Chilean writer Jorge Edwards, winner of the Cervantes Prize in 1999, close to Pablo Neruda and author of the book “Persona non grata”, in which he narrates his disenchantment with the Cuban Revolution, died on Friday in Madrid at the age of 91. In 2011 he was RFI’s guest to talk to us about the UNESCO program “Tagore, Neruda, Césaire: for a universal reconciliation”. Here you can listen to the program again.
Edwards was born in Santiago in 1931, studied at the Law School of the University of Chile and did postgraduate studies at Princeton University in the United States.
He served as a career diplomat between 1957 and 1973, in Paris, Lima and, in a destination that would mark him especially, Havana. His last ambassadorship was between 2010 and 2014, in Paris, under the first administration of the conservative Sebastián Piñera. “Today we bid farewell to a fundamental man of Chilean and Latin American literature, an intellectual who imprinted his fiber and thought in contemporary cultural activities,” said the Minister of Cultures of Chile, Jaime de Aguirre.

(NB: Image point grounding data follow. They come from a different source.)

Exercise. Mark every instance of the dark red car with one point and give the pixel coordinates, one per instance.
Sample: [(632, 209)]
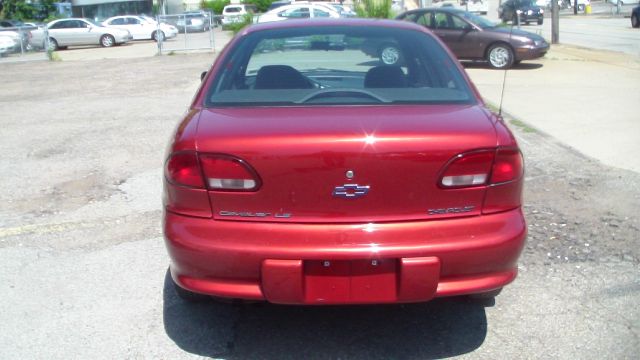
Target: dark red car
[(472, 37), (316, 174)]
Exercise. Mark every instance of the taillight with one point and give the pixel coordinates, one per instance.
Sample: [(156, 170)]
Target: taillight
[(507, 166), (466, 170), (484, 167), (182, 169), (227, 173)]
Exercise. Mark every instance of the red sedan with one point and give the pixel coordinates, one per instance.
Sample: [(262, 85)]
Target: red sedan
[(308, 172)]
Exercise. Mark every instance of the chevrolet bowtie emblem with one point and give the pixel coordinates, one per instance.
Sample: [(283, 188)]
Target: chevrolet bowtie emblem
[(350, 191)]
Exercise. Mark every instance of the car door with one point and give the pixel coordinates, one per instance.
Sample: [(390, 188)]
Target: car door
[(467, 40), (62, 32), (137, 28), (84, 33), (296, 13), (320, 13), (450, 31)]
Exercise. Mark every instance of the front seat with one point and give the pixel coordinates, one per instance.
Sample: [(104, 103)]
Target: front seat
[(385, 76), (281, 77)]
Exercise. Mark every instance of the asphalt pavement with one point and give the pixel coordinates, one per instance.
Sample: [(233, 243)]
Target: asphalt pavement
[(83, 266)]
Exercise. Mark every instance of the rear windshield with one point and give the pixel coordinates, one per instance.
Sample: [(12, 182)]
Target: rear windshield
[(337, 65)]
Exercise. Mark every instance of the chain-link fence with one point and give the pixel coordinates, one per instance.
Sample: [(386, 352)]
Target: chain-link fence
[(187, 31), (18, 43)]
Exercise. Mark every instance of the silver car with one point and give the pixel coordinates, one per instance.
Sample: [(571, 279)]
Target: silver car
[(78, 31)]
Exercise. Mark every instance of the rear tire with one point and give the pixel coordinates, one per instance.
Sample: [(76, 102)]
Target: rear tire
[(107, 40), (500, 56), (390, 54), (53, 44)]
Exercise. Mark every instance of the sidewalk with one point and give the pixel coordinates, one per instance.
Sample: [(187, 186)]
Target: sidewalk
[(587, 99)]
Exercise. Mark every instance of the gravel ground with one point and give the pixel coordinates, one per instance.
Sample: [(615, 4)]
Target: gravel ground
[(83, 265)]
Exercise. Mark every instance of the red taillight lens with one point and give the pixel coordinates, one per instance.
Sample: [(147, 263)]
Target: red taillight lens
[(228, 173), (486, 167), (465, 170), (183, 169), (508, 166)]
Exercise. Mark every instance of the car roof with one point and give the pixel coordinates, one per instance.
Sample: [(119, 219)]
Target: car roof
[(441, 9), (329, 22)]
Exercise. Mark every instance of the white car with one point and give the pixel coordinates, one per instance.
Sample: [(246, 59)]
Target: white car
[(298, 11), (7, 44), (232, 14), (141, 28), (478, 6), (78, 31), (15, 38)]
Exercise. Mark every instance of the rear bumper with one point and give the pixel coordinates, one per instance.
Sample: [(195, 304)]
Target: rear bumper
[(533, 52), (344, 263)]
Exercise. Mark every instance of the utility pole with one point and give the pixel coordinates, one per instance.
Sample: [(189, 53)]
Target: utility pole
[(555, 22)]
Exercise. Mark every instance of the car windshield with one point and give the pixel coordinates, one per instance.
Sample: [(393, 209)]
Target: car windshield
[(480, 21), (93, 22), (337, 65), (527, 3)]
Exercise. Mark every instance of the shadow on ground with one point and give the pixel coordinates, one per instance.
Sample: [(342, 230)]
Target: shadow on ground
[(438, 329)]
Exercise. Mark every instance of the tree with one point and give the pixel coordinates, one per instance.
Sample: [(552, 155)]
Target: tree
[(20, 10)]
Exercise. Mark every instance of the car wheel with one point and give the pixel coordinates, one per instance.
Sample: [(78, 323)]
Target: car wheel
[(500, 56), (53, 44), (190, 296), (390, 54), (107, 40), (157, 36), (489, 295)]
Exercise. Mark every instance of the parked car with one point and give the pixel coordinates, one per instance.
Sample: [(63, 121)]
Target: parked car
[(343, 10), (521, 12), (279, 3), (232, 14), (7, 44), (194, 21), (471, 37), (141, 28), (78, 31), (17, 40), (18, 31), (477, 6), (623, 2), (313, 175), (298, 11)]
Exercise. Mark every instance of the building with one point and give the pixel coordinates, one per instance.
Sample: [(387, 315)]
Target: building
[(102, 9)]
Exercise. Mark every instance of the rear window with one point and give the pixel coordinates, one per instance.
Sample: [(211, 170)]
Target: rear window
[(337, 65), (234, 9)]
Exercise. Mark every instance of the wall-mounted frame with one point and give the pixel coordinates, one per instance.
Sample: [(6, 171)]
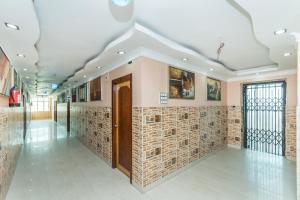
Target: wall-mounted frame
[(213, 89), (181, 84), (61, 98), (95, 89), (5, 74), (82, 93)]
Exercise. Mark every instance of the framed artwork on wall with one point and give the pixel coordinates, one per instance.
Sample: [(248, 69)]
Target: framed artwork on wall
[(5, 74), (82, 93), (213, 89), (74, 94), (181, 84), (95, 89), (62, 98)]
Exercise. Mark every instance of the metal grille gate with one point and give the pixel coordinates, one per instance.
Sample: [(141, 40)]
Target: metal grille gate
[(264, 117)]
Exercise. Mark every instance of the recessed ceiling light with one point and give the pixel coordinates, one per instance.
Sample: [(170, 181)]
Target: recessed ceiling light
[(121, 3), (21, 55), (11, 26), (287, 54), (280, 31), (121, 52)]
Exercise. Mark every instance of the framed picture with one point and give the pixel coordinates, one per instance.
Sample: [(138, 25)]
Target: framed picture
[(95, 89), (62, 98), (213, 89), (82, 93), (74, 95), (181, 84), (5, 74)]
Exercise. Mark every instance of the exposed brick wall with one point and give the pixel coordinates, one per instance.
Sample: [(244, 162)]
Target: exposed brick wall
[(11, 135), (234, 120), (174, 137), (92, 125), (290, 133)]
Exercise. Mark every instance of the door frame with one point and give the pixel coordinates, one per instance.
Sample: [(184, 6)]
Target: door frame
[(244, 115), (114, 132)]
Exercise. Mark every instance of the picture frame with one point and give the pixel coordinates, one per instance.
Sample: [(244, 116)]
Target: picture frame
[(181, 84), (213, 89), (95, 89)]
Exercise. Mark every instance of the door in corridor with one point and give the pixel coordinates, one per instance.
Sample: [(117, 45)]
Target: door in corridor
[(264, 117), (122, 128)]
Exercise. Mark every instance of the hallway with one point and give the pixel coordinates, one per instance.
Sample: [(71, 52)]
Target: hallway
[(53, 165)]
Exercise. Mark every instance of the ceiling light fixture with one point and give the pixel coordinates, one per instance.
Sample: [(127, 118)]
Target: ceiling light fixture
[(21, 55), (11, 26), (121, 3), (287, 54), (121, 52), (280, 31)]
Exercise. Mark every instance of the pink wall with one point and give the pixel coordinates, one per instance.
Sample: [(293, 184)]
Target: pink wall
[(150, 77), (155, 79), (234, 98), (106, 83)]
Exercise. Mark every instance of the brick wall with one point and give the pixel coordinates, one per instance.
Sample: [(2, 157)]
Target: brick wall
[(11, 137)]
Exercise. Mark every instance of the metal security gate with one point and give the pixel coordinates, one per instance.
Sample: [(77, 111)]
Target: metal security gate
[(264, 117)]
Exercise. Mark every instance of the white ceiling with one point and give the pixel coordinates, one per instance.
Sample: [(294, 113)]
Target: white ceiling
[(61, 37)]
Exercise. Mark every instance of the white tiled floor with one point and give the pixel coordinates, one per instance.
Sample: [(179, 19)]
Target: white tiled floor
[(54, 166)]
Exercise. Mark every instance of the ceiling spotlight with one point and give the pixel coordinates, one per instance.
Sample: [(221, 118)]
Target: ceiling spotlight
[(287, 54), (21, 55), (11, 26), (121, 3), (121, 52), (280, 31)]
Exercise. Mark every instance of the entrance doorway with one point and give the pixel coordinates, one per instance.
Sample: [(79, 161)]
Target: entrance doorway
[(264, 116), (122, 124)]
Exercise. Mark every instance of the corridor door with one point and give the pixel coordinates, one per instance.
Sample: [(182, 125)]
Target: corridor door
[(264, 117), (122, 124)]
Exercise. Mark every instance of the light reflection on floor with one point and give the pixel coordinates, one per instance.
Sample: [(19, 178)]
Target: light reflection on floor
[(45, 130)]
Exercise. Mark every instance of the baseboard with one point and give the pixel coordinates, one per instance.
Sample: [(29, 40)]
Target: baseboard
[(176, 173), (234, 146)]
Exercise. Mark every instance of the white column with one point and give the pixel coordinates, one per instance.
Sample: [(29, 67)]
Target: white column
[(297, 36)]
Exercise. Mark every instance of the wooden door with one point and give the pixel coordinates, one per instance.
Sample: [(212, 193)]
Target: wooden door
[(122, 124), (55, 111)]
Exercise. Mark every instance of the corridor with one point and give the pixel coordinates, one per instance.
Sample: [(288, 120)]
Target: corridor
[(54, 165)]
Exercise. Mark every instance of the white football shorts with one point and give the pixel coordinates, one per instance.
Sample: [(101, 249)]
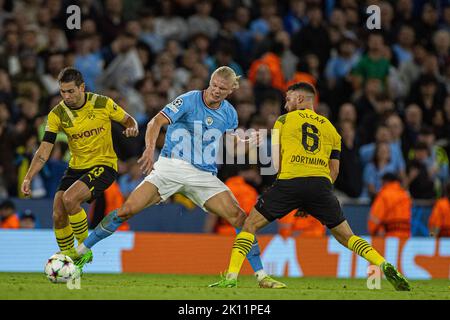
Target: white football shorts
[(174, 175)]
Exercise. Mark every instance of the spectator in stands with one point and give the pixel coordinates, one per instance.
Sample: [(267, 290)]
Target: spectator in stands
[(339, 66), (349, 180), (395, 126), (300, 224), (295, 17), (428, 23), (372, 64), (437, 163), (271, 60), (148, 33), (439, 221), (168, 25), (383, 135), (223, 56), (441, 44), (313, 38), (427, 97), (55, 63), (418, 178), (201, 20), (404, 12), (371, 120), (262, 85), (245, 111), (410, 70), (403, 49), (112, 21), (8, 216), (390, 213), (260, 27), (27, 220), (347, 112), (376, 169), (413, 124)]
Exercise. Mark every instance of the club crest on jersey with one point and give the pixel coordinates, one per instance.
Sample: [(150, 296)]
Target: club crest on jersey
[(91, 115), (175, 105), (209, 121)]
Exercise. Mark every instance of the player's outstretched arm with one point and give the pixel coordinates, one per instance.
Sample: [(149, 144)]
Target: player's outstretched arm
[(131, 126), (40, 158), (151, 134)]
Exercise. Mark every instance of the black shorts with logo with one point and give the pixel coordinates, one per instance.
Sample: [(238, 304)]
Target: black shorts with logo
[(97, 178), (314, 195)]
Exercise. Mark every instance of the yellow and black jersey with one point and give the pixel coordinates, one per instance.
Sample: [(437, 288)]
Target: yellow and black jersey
[(307, 142), (88, 129)]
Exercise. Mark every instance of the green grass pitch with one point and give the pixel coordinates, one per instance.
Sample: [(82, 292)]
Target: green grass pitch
[(192, 287)]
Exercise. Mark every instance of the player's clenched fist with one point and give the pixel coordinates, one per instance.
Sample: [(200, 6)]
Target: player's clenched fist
[(131, 132), (26, 190), (146, 161)]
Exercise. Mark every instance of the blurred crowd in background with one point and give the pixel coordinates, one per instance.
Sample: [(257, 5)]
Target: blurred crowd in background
[(386, 91)]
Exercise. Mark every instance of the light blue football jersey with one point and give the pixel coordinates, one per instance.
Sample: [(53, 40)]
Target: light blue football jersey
[(195, 130)]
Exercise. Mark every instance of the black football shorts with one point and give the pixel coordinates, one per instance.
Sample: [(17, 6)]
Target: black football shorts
[(97, 178), (314, 195)]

– Critic of Cuba, friend of Neruda –
Edwards spent three months in the Cuban capital in 1971 to open the Chilean embassy on behalf of Salvador Allende’s government, one of the first to reestablish diplomatic ties with Fidel Castro’s regime. His dual role as diplomat and writer allowed Edwards to be in contact with writers from the island who told him about life on the island, a different view from the official version.